The labour force is over-used during the peak seasons of agriculture and construction for example; and, under-used in trough seasons sometimes leading to social problems.

A more subtle unwanted effect is that seasonality complicates business decisions by concealing the fundamental trend-cycle movement of the variables of interest.

The four main causes of seasonality are attributed to the weather, composition of the calendar, major institutional deadlines, and expectations. Seasonality is largely exogenous to the economic system but can be partially offset by human intervention. For example, seasonality in money supply can be controlled by central bank decisions on interest rates. In other cases, the effects can be offset by international and inter-regional trade. For example Hydro Québec, a major Canadian electrical supplier, sells much of it excess power during the summer seasonal trough months to the neighbouring Canadian provinces and U.S. states; and imports some of it during the winter seasonal peak months of electrical consumption in Québec. The scarcity of fresh fruits and vegetables in Canada is handled in a similar manner. Some workers and businesses manage their seasonal pattern with complementary occupations: for example landscaping in the summer and snow removal in winter.

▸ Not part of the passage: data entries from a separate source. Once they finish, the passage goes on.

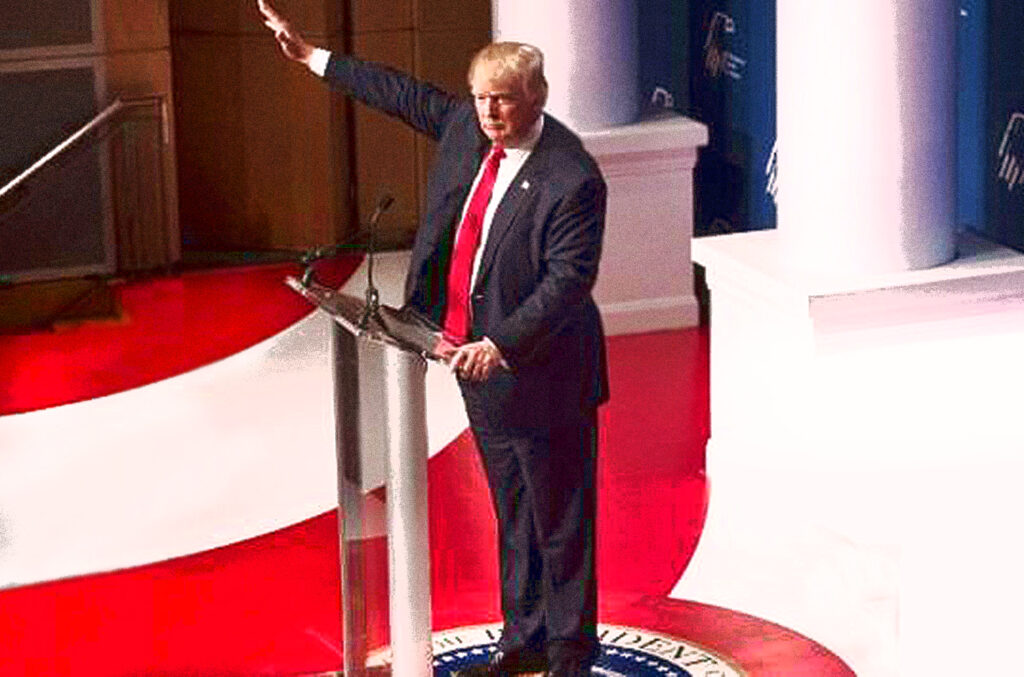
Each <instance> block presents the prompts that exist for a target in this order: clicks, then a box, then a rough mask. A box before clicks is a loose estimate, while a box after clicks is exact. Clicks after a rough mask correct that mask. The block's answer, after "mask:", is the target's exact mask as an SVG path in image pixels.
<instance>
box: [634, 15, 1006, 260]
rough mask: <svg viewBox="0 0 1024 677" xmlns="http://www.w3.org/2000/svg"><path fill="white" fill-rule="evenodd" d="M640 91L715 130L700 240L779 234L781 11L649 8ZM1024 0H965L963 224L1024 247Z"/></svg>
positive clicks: (700, 216)
mask: <svg viewBox="0 0 1024 677" xmlns="http://www.w3.org/2000/svg"><path fill="white" fill-rule="evenodd" d="M639 7H640V26H639V28H640V37H641V40H640V44H641V53H640V86H641V91H642V92H643V94H644V96H645V98H646V100H647V105H648V113H649V114H653V113H654V112H655V111H656V110H659V109H664V108H672V109H674V110H676V111H678V112H680V113H683V114H685V115H688V116H690V117H692V118H695V119H697V120H699V121H701V122H703V123H705V124H707V125H708V127H709V129H710V132H711V141H710V143H709V146H708V147H707V149H705V150H703V151H702V153H701V156H700V163H699V165H698V167H697V171H696V184H695V193H696V195H695V200H696V205H695V211H696V222H695V229H696V234H697V235H707V234H717V232H730V231H742V230H752V229H759V228H770V227H774V226H775V204H774V197H773V193H772V187H773V184H772V176H773V175H772V170H773V167H774V156H773V151H774V143H775V3H774V2H773V1H772V0H690V1H686V0H645V1H644V2H640V3H639ZM1022 44H1024V2H1022V0H962V2H961V19H959V33H958V42H957V48H958V59H959V65H958V66H959V71H958V78H959V82H958V87H957V115H958V129H957V139H956V144H957V179H958V189H957V220H958V223H957V225H958V227H961V228H967V229H972V230H975V231H977V232H980V234H982V235H984V236H985V237H988V238H990V239H993V240H995V241H997V242H1000V243H1002V244H1006V245H1009V246H1012V247H1015V248H1018V249H1024V49H1022V48H1021V45H1022Z"/></svg>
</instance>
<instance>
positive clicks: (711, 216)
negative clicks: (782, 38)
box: [639, 0, 775, 235]
mask: <svg viewBox="0 0 1024 677" xmlns="http://www.w3.org/2000/svg"><path fill="white" fill-rule="evenodd" d="M639 24H640V35H641V36H643V39H642V40H641V41H640V54H639V57H640V88H641V89H640V91H641V95H642V96H643V99H644V103H645V107H646V110H647V111H648V112H652V111H653V110H656V109H658V108H672V109H675V110H676V111H679V112H680V113H683V114H685V115H688V116H690V117H692V118H694V119H696V120H699V121H700V122H702V123H705V124H707V125H708V128H709V132H710V141H709V144H708V147H706V149H703V150H702V151H701V154H700V162H699V164H698V165H697V168H696V172H695V186H694V192H695V195H694V198H695V204H694V210H695V224H694V226H695V230H696V232H697V235H706V234H714V232H728V231H738V230H751V229H758V228H767V227H773V226H774V225H775V203H774V195H773V193H772V191H771V189H770V188H771V186H772V185H773V183H772V182H771V180H770V179H771V178H772V177H773V174H772V170H773V167H774V164H773V159H774V154H773V149H774V143H775V4H774V2H764V1H763V0H692V1H689V2H687V1H686V0H650V2H643V3H640V12H639Z"/></svg>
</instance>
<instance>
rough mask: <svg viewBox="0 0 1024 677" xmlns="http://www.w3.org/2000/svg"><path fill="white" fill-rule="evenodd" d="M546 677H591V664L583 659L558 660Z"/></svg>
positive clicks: (549, 671) (565, 658)
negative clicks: (590, 675)
mask: <svg viewBox="0 0 1024 677" xmlns="http://www.w3.org/2000/svg"><path fill="white" fill-rule="evenodd" d="M544 675H545V677H590V662H589V661H583V660H581V659H568V658H565V659H556V660H555V661H554V662H553V663H552V664H551V667H550V668H548V672H546V673H544Z"/></svg>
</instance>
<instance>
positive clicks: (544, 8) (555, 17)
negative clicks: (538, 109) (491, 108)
mask: <svg viewBox="0 0 1024 677" xmlns="http://www.w3.org/2000/svg"><path fill="white" fill-rule="evenodd" d="M492 6H493V16H494V19H493V20H494V38H495V40H514V41H517V42H526V43H529V44H531V45H535V46H537V47H539V48H540V49H541V51H543V52H544V57H545V62H544V70H545V74H546V76H547V78H548V84H549V85H550V87H549V88H550V94H549V96H548V105H547V110H548V112H549V113H551V114H552V115H554V116H555V117H556V118H558V119H559V120H561V121H562V122H564V123H565V124H567V125H568V126H569V127H571V128H573V129H574V130H577V131H585V130H591V129H600V128H603V127H610V126H614V125H622V124H627V123H631V122H634V121H635V120H636V118H637V114H638V111H639V104H638V99H639V94H638V91H637V90H638V87H639V85H638V80H637V5H636V0H602V1H601V2H592V1H591V0H493V5H492Z"/></svg>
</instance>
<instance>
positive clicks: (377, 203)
mask: <svg viewBox="0 0 1024 677" xmlns="http://www.w3.org/2000/svg"><path fill="white" fill-rule="evenodd" d="M392 203H394V198H392V197H391V196H390V195H385V196H384V197H383V198H382V199H381V200H380V202H378V203H377V209H376V210H374V214H373V216H371V217H370V225H369V227H367V228H360V229H359V230H358V231H357V232H356V234H355V235H353V236H352V237H351V238H349V239H348V240H345V241H344V242H339V243H337V244H334V245H321V246H318V247H313V248H311V249H309V250H307V251H306V252H305V253H304V254H302V256H301V257H300V258H299V262H300V263H302V265H303V266H305V269H304V270H303V272H302V279H301V281H300V283H301V285H302V286H303V287H308V286H309V285H310V284H311V283H313V282H315V281H314V279H313V276H314V274H315V270H314V269H313V263H315V262H316V261H319V260H322V259H325V258H330V257H332V256H334V255H336V254H337V253H338V252H339V251H340V250H342V249H345V248H346V247H356V246H357V245H356V243H357V242H358V241H359V240H361V239H362V238H364V236H367V235H369V236H370V245H369V254H370V270H371V276H372V274H373V272H372V270H373V254H374V249H375V247H376V245H375V242H374V238H375V232H374V231H375V228H376V226H377V221H379V220H380V217H381V215H382V214H383V213H384V212H385V211H386V210H387V209H388V208H389V207H391V205H392ZM372 284H373V282H372V278H371V286H372Z"/></svg>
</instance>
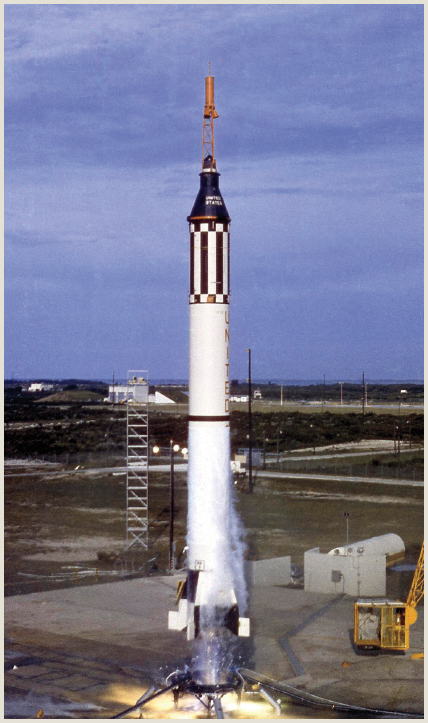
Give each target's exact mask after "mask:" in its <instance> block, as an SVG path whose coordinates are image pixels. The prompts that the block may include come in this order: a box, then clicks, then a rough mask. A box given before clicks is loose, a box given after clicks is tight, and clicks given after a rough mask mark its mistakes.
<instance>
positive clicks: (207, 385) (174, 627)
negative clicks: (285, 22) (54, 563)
mask: <svg viewBox="0 0 428 723" xmlns="http://www.w3.org/2000/svg"><path fill="white" fill-rule="evenodd" d="M217 117H218V114H217V112H216V110H215V105H214V78H213V77H212V76H211V73H210V74H209V75H208V76H207V77H206V78H205V106H204V115H203V135H202V171H201V173H200V174H199V175H200V189H199V193H198V195H197V197H196V200H195V203H194V205H193V208H192V210H191V213H190V215H189V216H188V218H187V220H188V222H189V230H190V294H189V306H190V349H189V352H190V354H189V355H190V363H189V429H188V460H189V463H188V525H187V533H188V534H187V549H188V552H187V578H186V580H185V582H184V583H182V584H181V586H180V587H179V592H178V610H175V611H170V613H169V619H168V627H169V628H170V629H175V630H187V639H188V640H192V639H193V638H197V637H198V636H199V635H202V634H203V633H204V632H207V631H209V632H210V633H212V632H213V630H214V632H216V633H218V632H220V633H221V632H222V631H223V632H224V631H226V630H228V631H230V632H231V633H233V634H235V635H241V636H248V635H249V619H248V618H242V617H240V614H239V606H238V599H237V594H236V591H235V590H236V588H237V587H238V588H242V587H243V586H245V583H244V580H243V559H241V560H240V559H239V554H238V552H239V544H240V543H239V539H238V538H239V532H238V523H237V518H236V513H235V510H234V507H233V499H232V479H231V469H230V424H229V327H230V323H229V292H230V286H229V283H230V275H229V258H230V257H229V225H230V216H229V213H228V211H227V208H226V205H225V203H224V200H223V197H222V195H221V192H220V187H219V177H220V174H219V173H218V172H217V166H216V161H215V153H214V120H215V119H216V118H217ZM242 557H243V556H242V555H241V558H242Z"/></svg>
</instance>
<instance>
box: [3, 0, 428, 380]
mask: <svg viewBox="0 0 428 723" xmlns="http://www.w3.org/2000/svg"><path fill="white" fill-rule="evenodd" d="M422 53H423V5H420V4H414V5H404V4H403V5H345V4H343V5H200V4H199V5H163V4H160V5H144V4H138V5H37V4H36V5H24V4H23V5H19V4H14V5H6V6H5V376H7V377H9V376H11V375H12V374H13V375H14V376H15V377H17V378H37V377H52V378H67V377H78V378H79V377H80V378H109V377H111V374H112V372H113V371H114V372H115V374H116V376H117V377H119V376H125V375H126V371H127V370H128V369H148V370H149V375H150V377H151V378H167V377H168V378H170V377H172V378H186V377H187V374H188V285H189V281H188V275H189V274H188V253H189V250H188V249H189V241H188V227H187V222H186V217H187V215H188V214H189V212H190V210H191V207H192V205H193V201H194V199H195V196H196V193H197V191H198V187H199V176H198V174H199V171H200V157H201V141H202V109H203V100H204V77H205V75H206V74H207V68H208V61H211V63H212V72H213V75H214V76H215V82H216V107H217V110H218V112H219V116H220V117H219V119H218V120H217V121H216V156H217V165H218V169H219V171H220V173H221V179H220V185H221V190H222V194H223V197H224V199H225V202H226V205H227V208H228V211H229V213H230V215H231V217H232V224H231V287H232V296H231V375H232V377H238V378H245V376H246V364H247V355H246V349H247V348H248V347H251V349H252V360H253V374H254V376H255V378H272V379H273V378H281V379H293V378H299V379H315V378H318V379H320V378H322V377H323V374H325V375H326V379H327V380H328V379H340V378H346V379H357V378H360V376H361V372H362V371H364V372H365V374H366V379H381V378H384V379H386V378H389V379H399V378H401V379H410V378H422V377H423V366H422V365H423V296H422V294H423V218H422V210H423V206H422V179H423V165H422V163H423V146H422V143H423V137H422V134H423V55H422Z"/></svg>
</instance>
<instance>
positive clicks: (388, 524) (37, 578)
mask: <svg viewBox="0 0 428 723" xmlns="http://www.w3.org/2000/svg"><path fill="white" fill-rule="evenodd" d="M52 471H55V472H56V473H58V472H60V474H55V475H52V474H50V472H52ZM21 475H23V476H21ZM169 491H170V476H169V473H168V472H162V471H157V472H153V473H151V477H150V496H149V509H150V550H149V552H148V554H145V555H139V556H137V555H130V554H129V553H128V554H124V548H125V475H124V474H121V473H119V472H118V471H117V470H116V471H115V470H111V471H107V472H106V471H100V472H96V471H94V470H92V471H90V473H88V472H85V471H84V470H82V471H79V470H78V471H76V470H74V472H73V474H69V473H68V472H67V470H65V469H61V467H59V466H55V465H44V466H43V465H40V464H38V465H34V466H28V464H25V463H24V462H21V463H16V464H13V465H8V466H7V469H6V478H5V590H6V595H7V596H14V597H9V599H8V600H7V601H6V605H7V610H8V615H9V624H8V628H7V634H8V636H10V637H8V639H7V641H6V648H7V650H6V652H7V656H8V659H7V661H6V669H7V678H8V683H7V686H8V687H7V699H6V703H7V708H6V709H5V716H6V717H7V718H26V717H32V718H34V717H35V716H36V714H37V710H38V708H40V709H43V710H44V717H48V718H70V717H75V718H82V719H83V718H105V717H106V716H107V717H109V716H111V715H113V714H114V713H115V712H117V711H118V710H120V709H121V708H122V707H126V705H130V704H132V703H134V702H135V700H136V699H137V698H138V697H139V695H140V694H141V692H142V690H144V689H145V688H146V687H147V686H148V685H149V682H150V671H151V670H153V666H157V670H158V671H160V672H162V665H163V666H165V665H166V666H167V668H166V669H168V671H169V672H170V669H171V665H173V663H174V660H175V659H177V657H179V658H180V659H182V658H183V654H184V653H183V650H184V648H183V646H180V644H179V642H178V641H177V642H176V638H174V640H173V639H172V635H173V633H171V631H168V630H167V628H166V619H167V611H168V609H171V606H172V605H173V604H174V599H175V582H176V581H175V580H174V578H172V577H168V576H167V577H165V571H166V570H167V568H168V543H169ZM236 505H237V508H238V510H239V513H240V515H241V518H242V521H243V525H244V527H245V529H246V543H247V549H248V556H249V557H252V558H254V559H263V558H269V557H276V556H282V555H291V558H292V562H293V563H297V564H298V565H302V563H303V554H304V552H305V550H308V549H310V548H312V547H315V546H319V547H320V548H321V550H322V551H323V552H324V551H328V550H330V549H332V548H333V547H336V546H338V545H340V544H341V543H344V542H345V541H346V522H345V517H344V512H349V514H350V517H349V518H348V523H349V540H350V542H351V541H356V540H361V539H364V538H367V537H371V536H373V535H379V534H383V533H387V532H394V533H396V534H398V535H400V536H401V537H402V538H403V540H404V542H405V545H406V558H405V560H403V561H402V563H401V564H400V565H399V566H397V567H398V569H390V570H388V573H387V589H388V594H389V595H391V596H392V595H394V596H397V597H401V598H404V597H405V596H406V594H407V590H408V588H409V586H410V582H411V579H412V576H413V571H412V570H411V569H408V567H409V566H411V565H412V564H413V565H414V564H415V563H416V560H417V557H418V554H419V550H420V545H421V542H422V538H423V487H411V486H405V485H404V484H403V485H391V486H389V485H387V484H386V485H385V484H383V485H381V486H379V485H375V484H370V483H369V482H367V483H359V484H357V485H356V484H355V483H347V482H338V481H327V480H324V481H314V480H312V481H309V480H292V479H266V478H263V479H262V478H257V477H256V480H255V492H254V494H253V495H248V494H245V493H240V492H236ZM186 509H187V488H186V473H185V472H178V471H176V475H175V540H176V545H177V553H181V551H182V550H183V548H184V546H185V527H186ZM99 552H104V553H110V554H111V555H112V556H113V558H114V557H115V556H116V559H112V560H111V561H110V562H104V563H102V562H100V560H99V559H98V553H99ZM181 561H182V562H183V561H184V559H183V557H181ZM179 562H180V560H179ZM139 568H141V571H142V572H144V573H145V574H147V573H149V572H150V577H145V578H144V579H141V573H138V569H139ZM109 583H116V584H113V585H112V584H109ZM127 585H137V586H138V585H142V586H143V587H142V588H141V590H139V592H138V595H128V594H124V591H123V590H124V586H127ZM143 589H144V590H147V599H146V602H145V605H146V612H145V613H144V615H142V614H141V610H140V608H139V607H138V605H141V604H142V601H144V600H145V597H144V595H143V594H142V591H143ZM156 590H157V591H158V592H156ZM155 592H156V594H155ZM34 593H35V594H34ZM308 595H309V597H310V600H309V598H308V599H306V598H307V597H308ZM79 596H82V597H79ZM296 596H297V597H296ZM301 597H302V599H303V602H304V610H305V615H306V614H307V615H309V613H312V612H315V611H316V609H317V607H320V606H322V605H323V604H324V603H323V601H322V600H321V599H320V600H318V597H321V598H323V599H324V597H325V596H318V597H317V596H315V597H316V598H317V599H316V600H315V599H313V596H311V595H310V594H308V593H305V592H304V591H303V590H302V589H301V588H299V586H298V585H296V586H295V589H286V588H281V587H276V588H271V589H270V590H269V593H268V592H267V591H265V590H263V589H260V590H259V591H258V592H255V593H254V595H253V597H252V602H251V610H250V615H251V619H252V621H253V623H254V626H253V630H254V634H253V636H252V638H251V645H252V646H253V649H254V650H253V652H252V656H253V658H254V660H255V661H256V662H257V665H258V668H257V669H258V670H263V671H264V672H266V671H267V672H268V674H269V671H270V674H271V675H272V676H275V677H276V678H277V679H288V678H289V677H290V675H292V671H291V669H290V670H288V668H289V665H288V663H287V662H286V658H285V655H284V651H283V650H282V649H281V648H280V646H279V643H278V640H279V638H280V637H281V635H284V632H286V631H287V630H292V629H293V628H295V629H296V631H297V630H298V629H299V626H300V623H301V619H302V602H301V601H300V598H301ZM75 598H76V600H77V599H79V600H84V601H86V602H85V603H84V604H83V603H82V602H79V605H80V607H79V612H78V614H77V607H76V608H73V604H74V603H73V601H74V599H75ZM154 600H155V601H156V604H155V603H154ZM284 600H289V603H288V605H289V609H288V608H287V612H286V614H284ZM137 603H138V604H137ZM76 605H77V603H76ZM82 605H83V607H82ZM132 605H137V608H138V609H136V610H134V609H133V608H132ZM130 606H131V607H130ZM311 606H312V607H311ZM351 609H352V601H350V600H349V599H348V598H347V597H346V596H345V597H344V598H343V601H341V602H339V603H338V605H336V607H335V608H331V611H330V613H329V615H328V616H327V617H324V618H322V620H323V623H322V626H321V627H319V626H320V621H315V622H313V623H311V625H309V626H308V627H306V628H305V629H304V630H303V631H302V632H300V633H299V634H297V633H296V635H295V637H294V638H293V645H294V648H295V651H296V652H297V654H298V655H299V656H300V658H301V660H302V661H303V662H304V665H305V668H306V669H307V670H308V672H309V673H310V676H311V685H312V687H311V688H308V690H313V692H314V693H320V694H327V693H328V695H329V696H330V698H332V699H335V700H338V699H341V700H345V699H346V700H347V699H349V700H352V696H354V699H355V702H357V703H359V704H364V703H367V702H370V700H372V701H376V702H377V704H378V705H379V706H385V705H386V704H387V705H388V706H392V707H394V706H395V707H397V706H398V707H399V708H401V709H403V710H411V709H412V708H411V707H410V708H409V706H410V705H411V703H412V701H416V702H415V703H414V705H415V706H416V708H415V710H419V709H420V707H421V694H420V690H421V689H422V688H421V686H423V680H422V676H423V668H422V663H421V661H411V660H408V659H407V658H408V656H406V660H405V661H404V663H400V661H398V660H396V661H394V660H392V662H391V661H390V659H389V658H388V659H386V658H384V659H382V660H381V659H379V660H374V661H373V663H371V662H370V661H362V660H361V659H360V658H359V657H358V656H356V655H355V653H353V652H352V646H351V644H350V639H349V635H348V627H349V620H350V619H351V618H352V612H350V611H351ZM83 611H85V615H83V614H82V612H83ZM85 616H89V617H85ZM339 619H340V620H341V621H342V622H341V626H342V628H343V634H342V635H341V637H340V636H339V638H338V636H337V630H338V621H339ZM420 620H421V621H422V623H423V608H422V609H421V611H420ZM88 621H89V622H88ZM253 623H252V624H253ZM73 626H74V627H73ZM76 626H77V627H76ZM79 626H80V627H79ZM144 626H145V627H144ZM317 626H318V627H317ZM339 627H340V626H339ZM71 628H72V629H71ZM74 628H75V629H74ZM415 628H416V626H415ZM65 631H67V634H65ZM335 631H336V632H335ZM326 635H327V637H326ZM421 636H422V637H421ZM422 638H423V624H422V628H421V632H420V634H419V637H416V636H415V635H413V638H412V640H413V643H412V644H417V645H419V644H422V647H423V641H422ZM314 641H315V642H314ZM421 641H422V642H421ZM315 643H316V645H317V646H318V648H319V650H320V651H321V653H322V655H324V656H326V657H325V658H322V656H321V657H320V659H319V660H318V659H316V658H314V652H313V648H314V645H315ZM417 649H418V650H419V648H417ZM321 653H320V654H319V655H321ZM344 660H345V661H347V663H349V665H350V667H349V668H343V667H342V662H343V661H344ZM168 665H169V668H168ZM14 666H16V667H14ZM391 666H392V667H391ZM287 671H288V672H287ZM391 671H392V672H391ZM281 675H282V678H281ZM391 676H392V677H391ZM379 681H380V683H379ZM367 691H370V693H369V694H367ZM380 692H381V693H382V694H380ZM358 696H359V697H358ZM394 696H395V697H394ZM397 696H398V697H397ZM247 704H248V706H249V707H248V708H245V706H244V708H242V709H241V710H240V711H237V710H235V709H234V708H233V706H234V705H235V703H233V702H232V703H231V705H232V708H231V709H230V710H229V711H228V716H227V717H230V718H242V717H245V718H246V719H251V718H263V719H267V718H272V717H276V716H273V715H272V709H271V708H269V706H268V705H267V704H266V703H265V702H264V701H261V700H260V699H259V698H258V699H254V700H252V701H250V702H248V701H247V702H246V705H247ZM159 705H160V704H159ZM286 705H289V708H287V707H285V708H284V711H285V713H284V715H281V716H280V717H285V718H293V719H295V718H320V719H325V718H333V717H339V718H343V717H346V716H344V715H343V714H338V713H335V712H333V711H311V710H309V709H306V708H302V706H299V708H298V709H297V708H296V707H295V706H294V707H293V705H291V704H288V703H287V704H286ZM162 706H163V707H162ZM162 706H161V707H159V706H158V707H156V706H153V707H152V708H150V709H149V710H148V711H147V714H146V717H149V718H174V719H177V718H184V719H189V718H193V717H196V718H205V717H206V715H204V714H200V712H199V713H197V712H195V710H194V706H195V702H194V700H189V701H187V702H186V701H183V705H182V707H181V709H180V713H179V714H177V712H175V711H174V710H173V708H172V704H171V701H170V699H165V700H164V701H163V702H162ZM165 706H166V707H165Z"/></svg>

To some extent seasonality can evolve through technological and institutional changes. For example the developments of appropriate construction materials and techniques made it possible to continue building in winter. The development of new crops, which better resist cold and dry weather, have influenced the seasonal pattern. The partial or total replacement of some crops by chemical substitutes, e.g. substitute of sugar, vanilla and other flavours, reduces seasonality in the economy.

As for institutional change, the extension of the Canadian academic year to the summer months in the 1970s affected the seasonal pattern of unemployment for the population of 15 to 25 years of age. Similarly the practice of spreading holidays over the whole year impacted on seasonality.

The changing industrial mix of an economy also transforms the seasonal pattern, because some industries are more seasonal than others. In particular, economies which diversify and depend less on "primary" industries (e.g. fishing, agriculture) typically become less seasonal.

In most situations, seasonality evolves slowly and gradually. Indeed the seasonal pattern basically repeats from year to year, as illustrated in Fig. 1. Merely repeating the seasonal pattern of the last twelve months usually provides a reasonable forecast.